A volunteer waves each donation past a phone camera. In a couple of seconds ShelfSight reads the label, checks the date, tags allergens and dietary categories, checks the item against live FDA and USDA recall feeds, and adds it to a searchable inventory. It routes every item one of three ways: shelf it, flag it, or send it to a human. On the family side, a caregiver can filter for needs like "no peanuts," and ShelfSight explains in plain language, in their own language, what each item is and why it was flagged.
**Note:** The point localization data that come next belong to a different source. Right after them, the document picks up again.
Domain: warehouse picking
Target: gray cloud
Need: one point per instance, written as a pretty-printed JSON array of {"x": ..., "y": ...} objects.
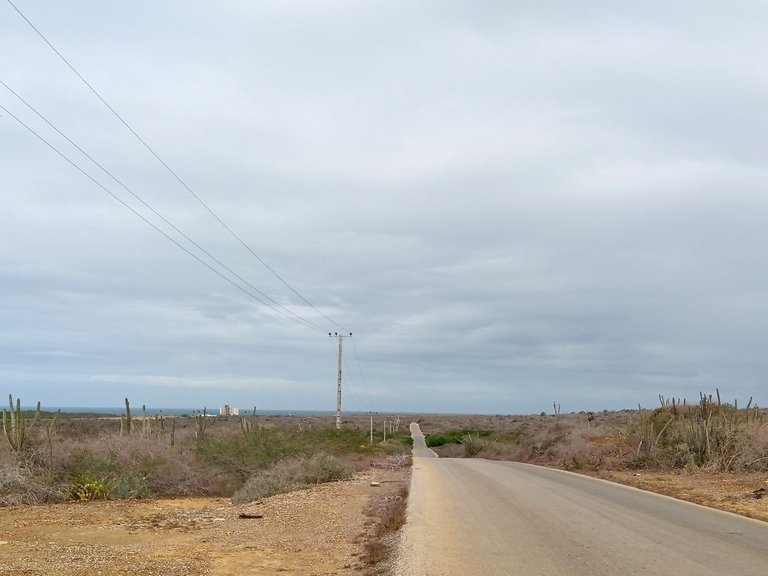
[{"x": 509, "y": 204}]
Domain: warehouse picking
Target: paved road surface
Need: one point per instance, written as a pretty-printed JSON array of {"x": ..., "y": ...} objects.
[{"x": 486, "y": 518}]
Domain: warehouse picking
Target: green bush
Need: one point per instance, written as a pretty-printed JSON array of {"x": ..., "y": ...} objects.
[
  {"x": 292, "y": 474},
  {"x": 453, "y": 436}
]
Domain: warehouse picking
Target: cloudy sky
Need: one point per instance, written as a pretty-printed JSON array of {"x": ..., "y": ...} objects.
[{"x": 509, "y": 203}]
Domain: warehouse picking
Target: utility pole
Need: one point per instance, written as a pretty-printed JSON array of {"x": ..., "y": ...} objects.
[{"x": 338, "y": 387}]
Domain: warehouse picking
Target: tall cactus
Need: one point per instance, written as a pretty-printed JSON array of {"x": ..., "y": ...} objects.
[
  {"x": 15, "y": 425},
  {"x": 125, "y": 422}
]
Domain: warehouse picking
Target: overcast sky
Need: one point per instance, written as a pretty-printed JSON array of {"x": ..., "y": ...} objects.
[{"x": 509, "y": 204}]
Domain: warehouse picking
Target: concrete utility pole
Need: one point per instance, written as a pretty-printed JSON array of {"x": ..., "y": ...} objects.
[{"x": 338, "y": 387}]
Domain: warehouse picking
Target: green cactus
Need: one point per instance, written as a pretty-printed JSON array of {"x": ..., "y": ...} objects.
[
  {"x": 125, "y": 422},
  {"x": 15, "y": 426}
]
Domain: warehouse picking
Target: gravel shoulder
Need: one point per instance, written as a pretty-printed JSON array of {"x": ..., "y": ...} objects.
[{"x": 319, "y": 531}]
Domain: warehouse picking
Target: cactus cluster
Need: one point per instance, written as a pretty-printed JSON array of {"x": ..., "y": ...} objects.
[{"x": 15, "y": 424}]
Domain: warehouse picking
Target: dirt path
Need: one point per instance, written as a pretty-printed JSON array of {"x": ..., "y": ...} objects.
[{"x": 315, "y": 532}]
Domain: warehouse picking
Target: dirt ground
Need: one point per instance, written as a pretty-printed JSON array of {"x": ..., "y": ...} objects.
[
  {"x": 316, "y": 532},
  {"x": 730, "y": 492}
]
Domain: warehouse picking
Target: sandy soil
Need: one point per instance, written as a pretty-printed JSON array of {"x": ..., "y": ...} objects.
[
  {"x": 730, "y": 492},
  {"x": 320, "y": 531}
]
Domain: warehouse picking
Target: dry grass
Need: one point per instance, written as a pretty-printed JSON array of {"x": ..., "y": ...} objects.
[
  {"x": 388, "y": 514},
  {"x": 89, "y": 457}
]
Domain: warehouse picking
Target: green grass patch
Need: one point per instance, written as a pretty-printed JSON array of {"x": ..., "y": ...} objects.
[{"x": 453, "y": 436}]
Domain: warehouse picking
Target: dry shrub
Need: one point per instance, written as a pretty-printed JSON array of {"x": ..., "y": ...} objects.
[
  {"x": 389, "y": 515},
  {"x": 20, "y": 485},
  {"x": 292, "y": 474}
]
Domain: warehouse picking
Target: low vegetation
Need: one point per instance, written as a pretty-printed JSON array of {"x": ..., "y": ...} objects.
[
  {"x": 48, "y": 457},
  {"x": 708, "y": 435}
]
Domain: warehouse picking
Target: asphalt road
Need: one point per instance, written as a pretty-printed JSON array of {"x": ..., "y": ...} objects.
[{"x": 480, "y": 517}]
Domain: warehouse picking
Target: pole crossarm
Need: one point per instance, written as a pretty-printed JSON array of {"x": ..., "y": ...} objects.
[{"x": 338, "y": 386}]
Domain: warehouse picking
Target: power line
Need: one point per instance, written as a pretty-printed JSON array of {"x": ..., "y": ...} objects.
[
  {"x": 298, "y": 320},
  {"x": 156, "y": 213},
  {"x": 362, "y": 376},
  {"x": 168, "y": 168}
]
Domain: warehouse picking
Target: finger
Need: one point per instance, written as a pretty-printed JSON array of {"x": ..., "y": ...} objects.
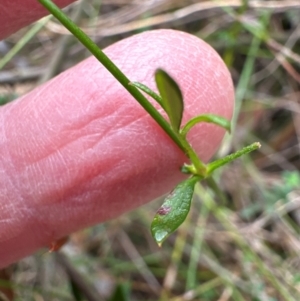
[
  {"x": 80, "y": 150},
  {"x": 18, "y": 13}
]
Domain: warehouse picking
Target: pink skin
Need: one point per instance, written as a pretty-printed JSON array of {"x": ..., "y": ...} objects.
[{"x": 80, "y": 150}]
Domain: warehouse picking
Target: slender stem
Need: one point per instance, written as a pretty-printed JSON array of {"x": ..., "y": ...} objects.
[
  {"x": 199, "y": 165},
  {"x": 113, "y": 69},
  {"x": 220, "y": 162}
]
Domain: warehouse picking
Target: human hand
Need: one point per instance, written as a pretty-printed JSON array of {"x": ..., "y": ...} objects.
[{"x": 80, "y": 150}]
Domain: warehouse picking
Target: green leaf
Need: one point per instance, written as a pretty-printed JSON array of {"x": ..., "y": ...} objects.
[
  {"x": 171, "y": 98},
  {"x": 148, "y": 91},
  {"x": 210, "y": 118},
  {"x": 174, "y": 210}
]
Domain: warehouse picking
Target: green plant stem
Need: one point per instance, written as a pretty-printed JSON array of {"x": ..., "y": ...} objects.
[
  {"x": 220, "y": 162},
  {"x": 114, "y": 70}
]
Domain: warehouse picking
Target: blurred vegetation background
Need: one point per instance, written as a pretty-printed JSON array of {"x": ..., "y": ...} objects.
[{"x": 245, "y": 249}]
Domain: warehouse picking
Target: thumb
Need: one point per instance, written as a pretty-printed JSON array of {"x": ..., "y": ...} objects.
[{"x": 80, "y": 150}]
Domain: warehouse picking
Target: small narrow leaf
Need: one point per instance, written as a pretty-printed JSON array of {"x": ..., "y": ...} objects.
[
  {"x": 148, "y": 91},
  {"x": 210, "y": 118},
  {"x": 171, "y": 98},
  {"x": 174, "y": 210}
]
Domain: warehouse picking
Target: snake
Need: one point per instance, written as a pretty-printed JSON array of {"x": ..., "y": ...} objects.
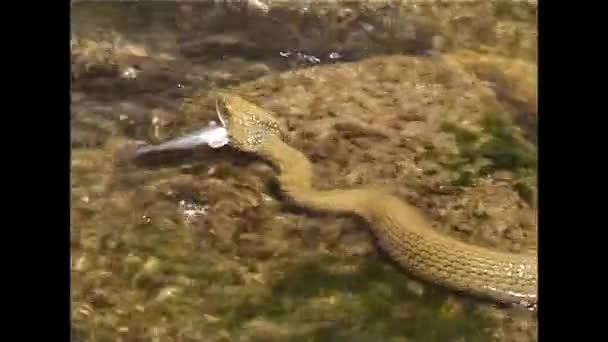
[{"x": 401, "y": 230}]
A volunteer clears every item. It never marks anything as safe to eat. How we built it

How we built it

The intake station is just a phone on a stand running our web prototype. Computer vision and OCR read the label and date, a classifier tags allergens and dietary categories, and an agentic workflow checks each item against the openFDA and USDA FSIS recall feeds. A generative large language model then does the plain language reasoning. We grounded it on only the scanned label and the retrieved recall data, so it cannot invent an allergen or a recall it never saw. We tuned recall matching to flag rather than miss, because a missed recall is far worse than a double checked safe can.

Challenges we ran into

Reading labels off dented cans and faded dates was harder than it looked. Recalls are often issued by lot number, which OCR cannot reliably catch off a real donation, so instead of overclaiming we match on brand and product and send close matches to a human. Keeping the language model honest took real work, and the fix was grounding it so it can only describe what was actually scanned and retrieved. The hardest call was the threshold itself, since tuning the system to flag too much rather than too little means more volunteer checks but no silent misses.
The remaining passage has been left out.